Kuzel’s cousin went in for a high school football physical at the age of 16; lab tests found blood in his urine. Between the ages of 16 and 52, his kidney function continued to decrease. “It just got to the point,” Kuzel said, “where the family finally had to reach out to family and friends last year to see if there was a match. I got tested and, thankfully, I was a match.

“Can you imagine having a sibling, friend or a cousin in need and not helping? I just couldn't imagine not helping him, knowing I was a match.”

Prior to the procedure, Kuzel said, he had several checkups, MRIs (magnetic resonance imaging scans) and tests, which didn't cost him a dime. He was also able to meet with a team of social workers, nurses and the surgeon who explained the procedure and answered any questions he had. “I had my own team of doctors who were looking out for me, and me only,” he said. “My cousin had his own set of doctors.”

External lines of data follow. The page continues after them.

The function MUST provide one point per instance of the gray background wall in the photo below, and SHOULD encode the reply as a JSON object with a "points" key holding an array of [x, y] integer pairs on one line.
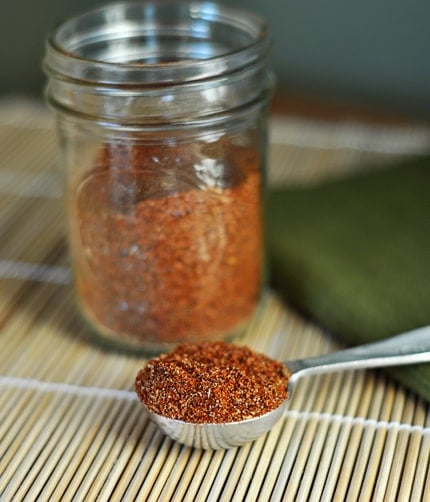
{"points": [[369, 51]]}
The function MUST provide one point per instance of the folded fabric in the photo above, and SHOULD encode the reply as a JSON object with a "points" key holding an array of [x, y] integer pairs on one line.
{"points": [[354, 254]]}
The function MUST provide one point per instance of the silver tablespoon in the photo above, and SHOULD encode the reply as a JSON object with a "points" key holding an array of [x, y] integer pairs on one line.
{"points": [[409, 348]]}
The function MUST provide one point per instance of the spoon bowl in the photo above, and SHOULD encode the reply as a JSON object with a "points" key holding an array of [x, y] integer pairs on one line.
{"points": [[412, 347]]}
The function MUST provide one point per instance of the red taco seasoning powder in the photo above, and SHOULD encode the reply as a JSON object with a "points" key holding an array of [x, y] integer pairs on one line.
{"points": [[163, 260], [162, 118], [212, 382]]}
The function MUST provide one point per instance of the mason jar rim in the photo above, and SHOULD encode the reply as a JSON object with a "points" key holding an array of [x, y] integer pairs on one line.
{"points": [[65, 48]]}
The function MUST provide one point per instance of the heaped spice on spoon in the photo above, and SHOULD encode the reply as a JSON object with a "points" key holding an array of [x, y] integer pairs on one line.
{"points": [[212, 382]]}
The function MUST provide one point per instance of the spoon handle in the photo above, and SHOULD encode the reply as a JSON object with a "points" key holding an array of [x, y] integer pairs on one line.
{"points": [[408, 348]]}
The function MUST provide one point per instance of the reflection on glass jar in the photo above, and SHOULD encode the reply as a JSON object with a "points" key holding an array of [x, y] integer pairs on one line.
{"points": [[164, 165]]}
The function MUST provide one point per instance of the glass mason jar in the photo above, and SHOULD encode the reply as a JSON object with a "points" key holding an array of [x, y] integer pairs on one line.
{"points": [[161, 112]]}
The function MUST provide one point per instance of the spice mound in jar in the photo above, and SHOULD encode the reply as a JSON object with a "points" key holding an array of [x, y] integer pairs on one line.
{"points": [[212, 382], [163, 242]]}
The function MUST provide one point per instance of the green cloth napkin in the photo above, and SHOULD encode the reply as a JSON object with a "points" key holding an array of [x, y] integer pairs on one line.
{"points": [[354, 254]]}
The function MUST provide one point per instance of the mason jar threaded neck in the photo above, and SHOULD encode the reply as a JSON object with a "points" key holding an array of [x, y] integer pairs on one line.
{"points": [[163, 61]]}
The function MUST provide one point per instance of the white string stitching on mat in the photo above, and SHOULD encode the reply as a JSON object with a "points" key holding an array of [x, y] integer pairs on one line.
{"points": [[106, 393], [55, 274]]}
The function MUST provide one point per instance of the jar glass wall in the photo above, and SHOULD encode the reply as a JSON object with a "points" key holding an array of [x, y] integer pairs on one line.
{"points": [[162, 118]]}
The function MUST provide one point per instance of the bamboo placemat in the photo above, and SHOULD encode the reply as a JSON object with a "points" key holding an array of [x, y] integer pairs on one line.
{"points": [[70, 425]]}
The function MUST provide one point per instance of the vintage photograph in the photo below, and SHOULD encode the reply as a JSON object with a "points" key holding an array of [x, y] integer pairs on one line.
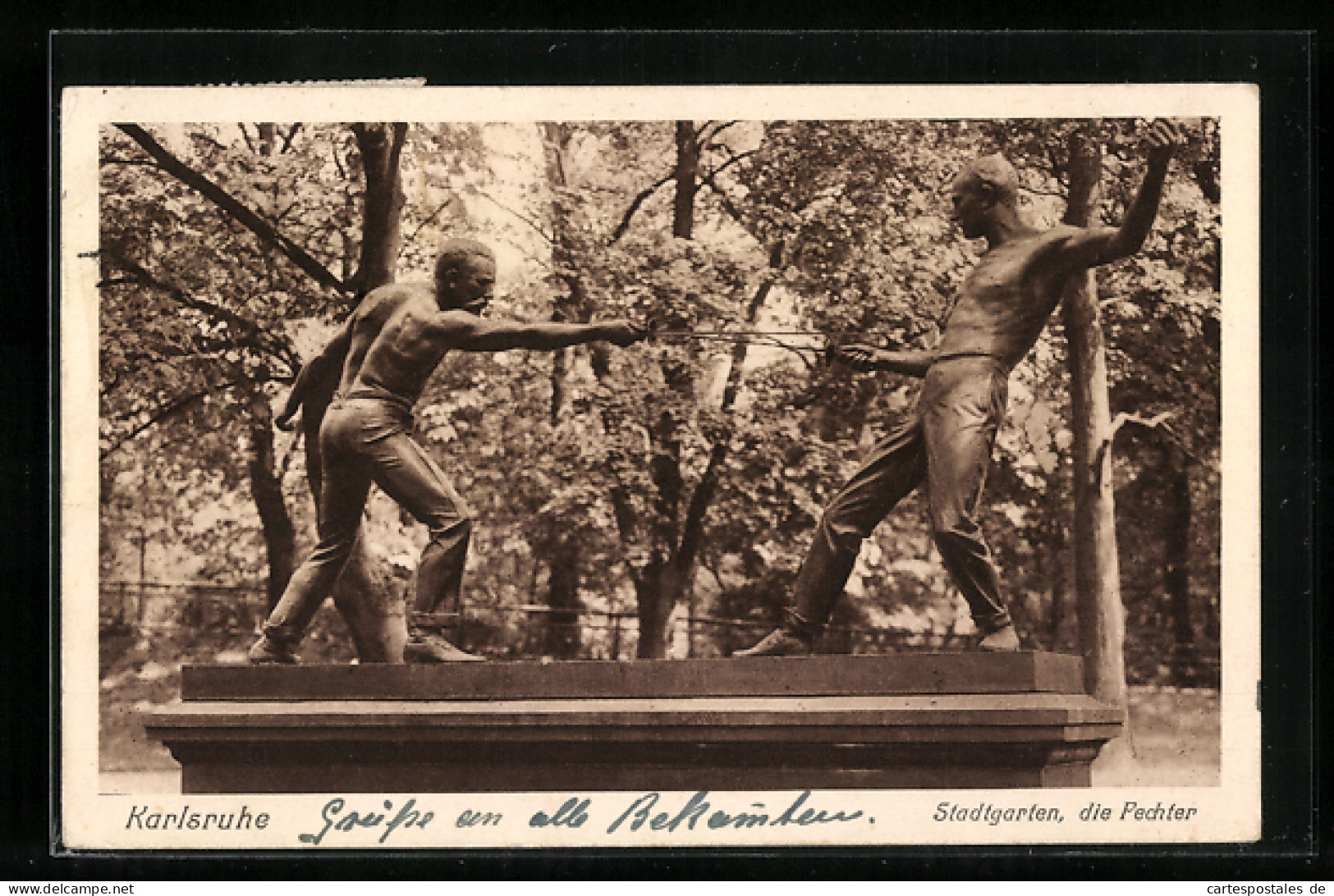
{"points": [[642, 467]]}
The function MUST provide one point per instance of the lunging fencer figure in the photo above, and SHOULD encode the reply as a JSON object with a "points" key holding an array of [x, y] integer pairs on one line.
{"points": [[1002, 309], [384, 355]]}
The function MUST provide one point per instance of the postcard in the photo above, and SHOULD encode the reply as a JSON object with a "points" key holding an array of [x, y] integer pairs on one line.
{"points": [[659, 467]]}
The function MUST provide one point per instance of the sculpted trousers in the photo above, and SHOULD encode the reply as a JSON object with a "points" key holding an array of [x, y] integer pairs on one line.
{"points": [[363, 441], [949, 443]]}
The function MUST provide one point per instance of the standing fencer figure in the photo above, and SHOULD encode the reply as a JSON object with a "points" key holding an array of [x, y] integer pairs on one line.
{"points": [[384, 355], [1002, 309]]}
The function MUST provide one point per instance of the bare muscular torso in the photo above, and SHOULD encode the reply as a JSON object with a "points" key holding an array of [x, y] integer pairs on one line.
{"points": [[397, 343], [1006, 300]]}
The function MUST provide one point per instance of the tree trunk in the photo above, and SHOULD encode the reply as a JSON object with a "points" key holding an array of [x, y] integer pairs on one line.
{"points": [[1185, 656], [563, 635], [267, 491], [1097, 576], [380, 147], [687, 181]]}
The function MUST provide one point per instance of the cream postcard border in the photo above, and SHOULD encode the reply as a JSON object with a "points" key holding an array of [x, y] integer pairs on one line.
{"points": [[1227, 812]]}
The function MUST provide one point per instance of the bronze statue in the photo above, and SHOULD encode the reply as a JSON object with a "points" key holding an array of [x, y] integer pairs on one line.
{"points": [[1001, 311], [384, 354]]}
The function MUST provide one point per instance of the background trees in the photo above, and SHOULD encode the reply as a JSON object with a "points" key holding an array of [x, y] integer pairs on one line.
{"points": [[681, 478]]}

Rosenberg said even though medical expenses are covered for donors, the executive order tries to address other costs that might be barriers, including lost wages, child care expenses and transportation. The order also aims to increase the number of transplants, with a goal of doubling the number of kidneys — both real and artificial — available for transplant by 2030.

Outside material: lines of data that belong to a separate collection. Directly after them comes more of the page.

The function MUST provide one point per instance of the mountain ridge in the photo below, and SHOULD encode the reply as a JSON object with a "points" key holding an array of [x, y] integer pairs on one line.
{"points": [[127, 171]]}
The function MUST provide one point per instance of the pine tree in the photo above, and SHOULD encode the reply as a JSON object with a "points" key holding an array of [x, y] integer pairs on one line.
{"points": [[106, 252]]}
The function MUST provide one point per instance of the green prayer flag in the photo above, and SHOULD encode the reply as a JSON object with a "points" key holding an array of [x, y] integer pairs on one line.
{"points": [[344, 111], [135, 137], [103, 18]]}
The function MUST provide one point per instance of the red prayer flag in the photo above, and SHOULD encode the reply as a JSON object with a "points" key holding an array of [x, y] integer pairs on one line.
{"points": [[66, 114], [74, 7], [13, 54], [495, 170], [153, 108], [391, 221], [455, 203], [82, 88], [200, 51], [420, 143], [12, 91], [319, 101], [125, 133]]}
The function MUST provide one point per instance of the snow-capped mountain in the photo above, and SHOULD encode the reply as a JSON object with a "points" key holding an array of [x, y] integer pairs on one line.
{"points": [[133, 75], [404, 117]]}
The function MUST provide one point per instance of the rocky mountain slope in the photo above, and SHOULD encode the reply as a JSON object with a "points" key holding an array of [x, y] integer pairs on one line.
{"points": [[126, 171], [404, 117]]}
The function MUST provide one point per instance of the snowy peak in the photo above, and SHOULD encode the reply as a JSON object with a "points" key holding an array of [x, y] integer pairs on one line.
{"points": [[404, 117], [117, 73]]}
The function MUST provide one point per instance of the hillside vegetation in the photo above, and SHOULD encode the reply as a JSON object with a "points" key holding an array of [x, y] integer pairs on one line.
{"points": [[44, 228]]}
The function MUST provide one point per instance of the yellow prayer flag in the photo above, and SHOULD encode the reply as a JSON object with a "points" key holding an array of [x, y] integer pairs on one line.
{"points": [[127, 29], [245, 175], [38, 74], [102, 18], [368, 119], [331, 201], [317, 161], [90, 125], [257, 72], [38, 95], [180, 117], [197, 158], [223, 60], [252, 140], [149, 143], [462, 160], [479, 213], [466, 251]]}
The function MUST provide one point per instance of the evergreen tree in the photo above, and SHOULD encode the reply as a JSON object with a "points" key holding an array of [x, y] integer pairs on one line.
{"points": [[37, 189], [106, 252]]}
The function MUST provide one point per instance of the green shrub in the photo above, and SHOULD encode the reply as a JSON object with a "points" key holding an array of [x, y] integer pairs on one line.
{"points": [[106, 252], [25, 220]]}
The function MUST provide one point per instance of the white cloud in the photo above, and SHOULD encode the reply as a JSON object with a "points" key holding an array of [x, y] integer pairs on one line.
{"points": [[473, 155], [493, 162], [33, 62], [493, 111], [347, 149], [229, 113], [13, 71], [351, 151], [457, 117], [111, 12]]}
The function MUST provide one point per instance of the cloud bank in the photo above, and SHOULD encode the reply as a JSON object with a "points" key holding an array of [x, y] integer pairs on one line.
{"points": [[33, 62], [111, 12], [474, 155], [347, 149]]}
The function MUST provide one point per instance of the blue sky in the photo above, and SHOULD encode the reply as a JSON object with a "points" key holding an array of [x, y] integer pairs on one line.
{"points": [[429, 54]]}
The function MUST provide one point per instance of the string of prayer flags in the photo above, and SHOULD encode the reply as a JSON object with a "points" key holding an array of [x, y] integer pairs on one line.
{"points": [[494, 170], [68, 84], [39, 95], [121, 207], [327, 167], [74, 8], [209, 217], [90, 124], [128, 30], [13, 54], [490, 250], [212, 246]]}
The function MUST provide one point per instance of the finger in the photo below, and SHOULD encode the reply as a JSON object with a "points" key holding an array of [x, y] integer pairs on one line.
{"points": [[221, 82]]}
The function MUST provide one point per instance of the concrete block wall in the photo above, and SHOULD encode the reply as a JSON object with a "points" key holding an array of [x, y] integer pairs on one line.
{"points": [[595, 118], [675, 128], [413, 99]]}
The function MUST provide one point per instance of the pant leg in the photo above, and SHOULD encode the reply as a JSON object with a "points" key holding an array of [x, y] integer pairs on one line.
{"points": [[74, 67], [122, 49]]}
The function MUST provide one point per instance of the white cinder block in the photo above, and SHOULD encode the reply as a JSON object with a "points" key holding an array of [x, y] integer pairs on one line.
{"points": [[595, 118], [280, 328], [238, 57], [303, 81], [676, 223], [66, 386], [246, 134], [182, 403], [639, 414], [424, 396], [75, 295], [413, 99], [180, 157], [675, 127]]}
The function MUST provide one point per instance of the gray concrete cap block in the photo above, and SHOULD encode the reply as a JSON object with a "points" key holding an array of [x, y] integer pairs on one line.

“They are trying to do a better job of identifying deceased donor kidneys from people who have been declared brain dead in the hospital, which is managed through an organ procurement organization (OPO),” he explained. “They think there are kidneys that are not used when they could be, either because they have some mild abnormalities, or they have been in storage for too long.”

The order also seeks to encourage the identification of kidney failure cases earlier. Rosenberg noted that in the hospital, it is not uncommon to see a patient who comes into the emergency room in the end stages of kidney disease. “They have to start dialysis on an emergency basis, and they had no idea that they ever had anything wrong with their kidneys,” he said.

Kidney X, a partnership between ASN and the Department of Health and Human Services, is also mentioned in the executive order. “It is a different way of trying to encourage innovation in an area where investigators/researchers can develop something and apply for a prize,” Rosenberg said.

“I was honored to witness the president sign an executive order that recognizes the importance of early diagnosis and treatment of kidney diseases, the need to provide individuals with more choices when kidney failure does occur, and the urgent need to increase the supply of organs for kidney transplantation,” he said.

“The combination of these truly important goals signals to the kidney community that this administration is serious about changing the dynamics inherent currently in kidney care.”